La colonisation de l’Amérique Latine, illustre les contradictions de l’Eglise, entre sa doctrine sociale et son aide aux grands propriétaires terriens. En 1550 et 1551, une controverse oppose le dominicain Las Casa et le théologien Sepulveda sur le sort des Amérindiens. Las Casas dénonce les injustices et les mauvais traitements auxquels les indiens sont soumis par les colons espagnols. Sepulveda justifie la conquête du point de vue du devoir moral de l’Eglise à diriger, par la force si nécessaire, les Indiens accusés de sacrifices humains et d’inceste. Il faut sauver les Indiens "pour leur bien" et appliquer l’ordre d’évangéliser donné par le Christ aux apôtres, puis par le Pape aux rois catholiques. Las Casas réplique que les Indiens ont leur propre conception de la civilisation, qu’il n’y trouve pas plus de cruauté que chez les chrétiens et que l’évangélisation par l’exemple ne doit pas se fonder sur le devoir des Espagnols, mais sur les droits des Indiens. Les intérêts économiques en jeu ne sont pas abordés directement. Le débat tourne en faveur de Las Casa et du droit des Indiens mais cela ne fera pas cesser les exactions. Pour suppléer au travail des Indiens, les colons espagnols utiliseront des millions d’esclaves africains, considérés comme moins dignes d’humanité !

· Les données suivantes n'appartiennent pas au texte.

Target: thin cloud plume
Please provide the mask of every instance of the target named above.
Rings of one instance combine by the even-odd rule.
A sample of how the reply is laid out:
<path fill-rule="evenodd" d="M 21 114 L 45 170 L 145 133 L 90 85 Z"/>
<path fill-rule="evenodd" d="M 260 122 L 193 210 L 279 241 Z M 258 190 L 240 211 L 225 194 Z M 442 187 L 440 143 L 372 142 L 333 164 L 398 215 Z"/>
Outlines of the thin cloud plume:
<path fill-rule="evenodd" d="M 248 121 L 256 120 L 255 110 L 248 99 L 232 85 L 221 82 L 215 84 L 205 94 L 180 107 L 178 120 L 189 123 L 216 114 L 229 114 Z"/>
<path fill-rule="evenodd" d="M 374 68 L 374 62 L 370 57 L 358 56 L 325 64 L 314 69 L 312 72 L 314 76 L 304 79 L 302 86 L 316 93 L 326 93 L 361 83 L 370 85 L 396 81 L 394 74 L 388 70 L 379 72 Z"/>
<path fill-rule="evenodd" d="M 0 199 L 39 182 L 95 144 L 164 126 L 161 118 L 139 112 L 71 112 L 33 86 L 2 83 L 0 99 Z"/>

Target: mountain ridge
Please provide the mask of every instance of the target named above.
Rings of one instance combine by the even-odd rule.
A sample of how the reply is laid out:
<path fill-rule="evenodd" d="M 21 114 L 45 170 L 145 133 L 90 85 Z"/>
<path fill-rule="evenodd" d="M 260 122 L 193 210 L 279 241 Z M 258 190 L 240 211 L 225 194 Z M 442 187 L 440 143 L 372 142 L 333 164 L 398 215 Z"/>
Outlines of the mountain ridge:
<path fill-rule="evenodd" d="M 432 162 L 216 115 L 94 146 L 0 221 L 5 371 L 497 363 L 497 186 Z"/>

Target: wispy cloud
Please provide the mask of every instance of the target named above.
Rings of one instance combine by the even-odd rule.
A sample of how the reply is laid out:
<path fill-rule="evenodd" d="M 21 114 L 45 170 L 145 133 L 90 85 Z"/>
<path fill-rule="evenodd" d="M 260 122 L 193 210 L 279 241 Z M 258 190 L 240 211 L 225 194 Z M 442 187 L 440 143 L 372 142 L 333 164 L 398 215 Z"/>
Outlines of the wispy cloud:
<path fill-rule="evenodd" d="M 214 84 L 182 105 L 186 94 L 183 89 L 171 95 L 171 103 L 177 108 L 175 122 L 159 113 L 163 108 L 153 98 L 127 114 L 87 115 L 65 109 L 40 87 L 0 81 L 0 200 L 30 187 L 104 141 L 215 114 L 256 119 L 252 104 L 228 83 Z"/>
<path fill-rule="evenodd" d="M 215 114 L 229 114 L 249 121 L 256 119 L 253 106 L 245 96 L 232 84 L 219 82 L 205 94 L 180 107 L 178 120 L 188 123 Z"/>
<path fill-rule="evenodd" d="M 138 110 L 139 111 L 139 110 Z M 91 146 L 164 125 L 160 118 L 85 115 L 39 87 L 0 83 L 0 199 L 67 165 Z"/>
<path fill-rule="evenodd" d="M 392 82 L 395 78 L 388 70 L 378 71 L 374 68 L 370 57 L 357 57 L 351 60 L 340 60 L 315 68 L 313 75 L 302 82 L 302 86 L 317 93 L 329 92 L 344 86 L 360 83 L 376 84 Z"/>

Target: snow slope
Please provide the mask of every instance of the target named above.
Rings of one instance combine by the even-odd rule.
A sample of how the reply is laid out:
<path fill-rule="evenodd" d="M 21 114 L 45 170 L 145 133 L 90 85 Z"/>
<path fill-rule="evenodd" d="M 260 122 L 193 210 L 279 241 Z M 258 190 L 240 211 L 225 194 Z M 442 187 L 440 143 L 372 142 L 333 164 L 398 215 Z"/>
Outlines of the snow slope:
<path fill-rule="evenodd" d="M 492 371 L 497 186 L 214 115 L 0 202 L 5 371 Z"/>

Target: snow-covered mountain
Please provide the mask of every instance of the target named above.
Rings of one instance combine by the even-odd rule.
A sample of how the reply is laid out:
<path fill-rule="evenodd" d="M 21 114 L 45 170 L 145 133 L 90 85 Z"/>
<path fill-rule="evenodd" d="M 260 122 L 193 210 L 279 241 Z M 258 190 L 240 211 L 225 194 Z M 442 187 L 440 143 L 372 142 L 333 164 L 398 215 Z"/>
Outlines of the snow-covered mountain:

La doctrine sociale de l’Eglise

Depuis les Apôtres et les Pères fondateurs de l’Eglise, celle-ci forge une doctrine sociale qui sera fondée en 1891 par Léon XIII, revue en 1931 par Pie XI, puis en 2004 par le cardinal Martino. Conçue et appliquée tardivement, cette doctrine du Bien Commun est postérieure à la colonisation, mais ses valeurs expliquent les contradictions que l’Eglise rencontre en Amérique latine. La doctrine sociale de l’Eglise se fonde sur les valeurs de dignité de la personne, de bien commun, de solidarité et de subsidiarité. Ces valeurs concernent la société humaine prise dans son ensemble et dans sa durée. Après le respect de la vie humaine et de l’égalité des personnes, la doctrine décrit les principes de bien commun et d’une économie inspirée par la justice et la solidarité. Pour cela, l’Eglise justifie la propriété privée qu’elle considère comme un prolongement des libertés civiles et de la responsabilité individuelle. La propriété doit être accessible à tous et les pauvres doivent bénéficier d’une option préférentielle. Malheureusement, la propriété privée est plus génératrice d’inégalités que de justice sociale. D’autre part, sur le plan local, l’Eglise sera le plus souvent amenée à défendre les grands propriétaires terriens que les déshérités, notamment en Amérique latine.

Théologie de la libération

En réaction à la misère des peuples d’Amérique latine, un courant de l’Eglise développe une théologie de la libération dans les années 1960-70. Dans le fil de la doctrine sociale, cette nouvelle théologie vise à rendre dignité et espoirs aux légions de défavorisés. Bien qu’en partie inspirée par le marxisme et le tiers-mondisme, ce courant suscite des appuis dans la hiérarchie ecclésiastique, et même celui de Jean Paul II en 1987. Ce mouvement se réclame des premiers missionnaires chrétiens qui luttèrent dès les débuts la colonisation contre la façon dont étaient traités Amérindiens, esclaves africains et autres déshérités. La théologie de la libération revient vers les idéaux de justice, d’amour et de charité du christianisme originel et se développe à partir d’églises ou de communautés chrétiennes qui s’impliquent dans le travail social. Aujourd’hui, ce mouvement a rejoint les altermondialistes dans leur combat contre la mondialisation néolibérale. Encore une fois, l’Eglise se trouve au cœur de ses contradictions. C’est à partir du même principe de la propriété privée que, localement, elle défend les pouvoirs institués et les privilèges des puissants, pendant que mondialement, elle en appelle au bien commun, à la justice sociale. Une contradiction qui est à la fois sa grandeur et sa limite.